A midi le tribunal entre en séance.
L’huissier fait appel des témoins.
Parmi ceux à décharge, on entend les noms de deux magistrats du tribunal de Ruffec : MM. Minaud, juge et Guillaud Debroux, juge suppléant, et de M. Beguier maire de Pioussay que le curé usant de malice cousue de fil roux à tenu à faire assigner.
Je passerais rapidement sur les dépositions de tous ; 4 contraventions seulement d’exercice illégal ont été relevés.
C’est d’abord le témoin Larue qui vient déposer, qu’atteint d’une gastrite, il est allé voir M. le curé qui lui a ordonné de manger de 4 heures en 4 heures, de boire du bouillon et de la tisane d’orge, et de se faire des applications d’eau chaude sur l’estomac. Il ne lui a point offert de l’argent, on ne lui en a point demandé.
La femme Moineau avait sa petite fille qui souffrait de coqueluche. M. le curé lui a conseillé de prendre de l’huile d’amande douce. Elle lui a offert de l’argent, mais M le curé à dit qu’il n’en voulait pas.

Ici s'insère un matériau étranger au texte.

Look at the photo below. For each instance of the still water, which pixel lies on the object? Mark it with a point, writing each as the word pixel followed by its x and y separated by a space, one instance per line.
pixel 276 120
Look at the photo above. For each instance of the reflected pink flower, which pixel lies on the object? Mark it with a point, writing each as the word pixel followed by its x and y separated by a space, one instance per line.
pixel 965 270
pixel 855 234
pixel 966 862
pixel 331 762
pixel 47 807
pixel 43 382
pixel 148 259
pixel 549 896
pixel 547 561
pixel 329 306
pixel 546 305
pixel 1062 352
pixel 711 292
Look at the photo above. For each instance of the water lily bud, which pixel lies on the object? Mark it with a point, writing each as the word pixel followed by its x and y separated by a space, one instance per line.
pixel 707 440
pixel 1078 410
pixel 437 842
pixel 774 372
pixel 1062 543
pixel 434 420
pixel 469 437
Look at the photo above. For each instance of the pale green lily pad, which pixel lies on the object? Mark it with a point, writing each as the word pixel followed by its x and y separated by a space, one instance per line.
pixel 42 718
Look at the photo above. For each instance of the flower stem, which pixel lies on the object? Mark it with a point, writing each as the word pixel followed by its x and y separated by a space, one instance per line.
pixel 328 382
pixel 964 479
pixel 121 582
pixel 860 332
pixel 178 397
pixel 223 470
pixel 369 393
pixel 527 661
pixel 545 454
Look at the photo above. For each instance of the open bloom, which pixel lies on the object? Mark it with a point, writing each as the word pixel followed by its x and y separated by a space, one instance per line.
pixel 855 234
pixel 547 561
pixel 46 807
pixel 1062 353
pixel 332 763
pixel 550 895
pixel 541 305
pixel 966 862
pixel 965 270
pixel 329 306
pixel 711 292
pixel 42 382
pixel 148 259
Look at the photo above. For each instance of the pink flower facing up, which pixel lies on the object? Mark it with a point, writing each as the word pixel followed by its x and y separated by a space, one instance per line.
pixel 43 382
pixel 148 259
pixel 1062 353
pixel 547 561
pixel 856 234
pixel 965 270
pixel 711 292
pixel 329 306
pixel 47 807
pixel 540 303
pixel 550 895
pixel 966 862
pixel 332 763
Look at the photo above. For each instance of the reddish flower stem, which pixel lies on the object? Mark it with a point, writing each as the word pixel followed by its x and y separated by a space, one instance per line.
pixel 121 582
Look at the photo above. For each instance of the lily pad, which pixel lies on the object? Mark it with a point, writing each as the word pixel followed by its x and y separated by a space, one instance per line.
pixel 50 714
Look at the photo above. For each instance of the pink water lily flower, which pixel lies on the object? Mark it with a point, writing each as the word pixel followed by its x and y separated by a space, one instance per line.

Alexandre Gaudin était malade et avait fait appel en vain à toutes les sciences médicales du pays. Il est venu frapper au presbytère de Pioussay et on lui a donné, dit-il , un petit régime, notamment de boire du vin le meilleur qu’il avait. Il s’en est trouvé. Je n’ai pas de peine à le croire.
Le quatrième témoin n’était pas malade ; mais ému par tout le bruit qui se faisait autour du nom du curé de Pioussay, il a tenu à le consulter tout de même, sans doute pour l’avenir.
On lui a dit de continuer à bien se porter ; quand à sa fille, un peu souffrante, de bien se nourrir et de boire de la bière.
Brunet avait un panaris. M Granier lui a ordonné de mettre de l’onguent de la mère.
Mélanie Rousselot, il y a sept ou huit ans, a fait venir M. le curé pour donner des soins à son père, dangereusement malade. Les médecins lui avaient donné conseil de garder la chambre. Le curé lui a recommandé de l’exercice, le grand air. Rousselot a suivi ce dernier avis. Au bout de quelques jours, il est tombé pour ne plus se relever.
Samson, voiturier, transporte à Pioussay de sept à huit malades par jour. Il a causé souvent avec eux et a appris que M le curé ordonnait des décoctions de café vert, de boire sur des feuilles de chêne, de noyer, de boire de la bière. Beaucoup lui ont dit qu’ils avaient offert de l’argent, mais que M. le docteur ne voulait pas en recevoir.
Les autres témoins Brunet, Marie Pringaud, Robinaud, Quéron, Mme Brenet, Fraigneau, déposent des faits de critique et de censure des actes du Gouvernement et de l’autorité publique.
En chaire, M. le curé disait ; à propos de la loi sur l’instruction publique : «qu’on introduisait dans les écoles des livres qui profanaient et empoisonnaient l'âme des enfants ; qu’il fallait leur apprendre le catéchisme, puisque monsieur et madame l’instituteur et l’institutrice laïques ne le faisaient pas.»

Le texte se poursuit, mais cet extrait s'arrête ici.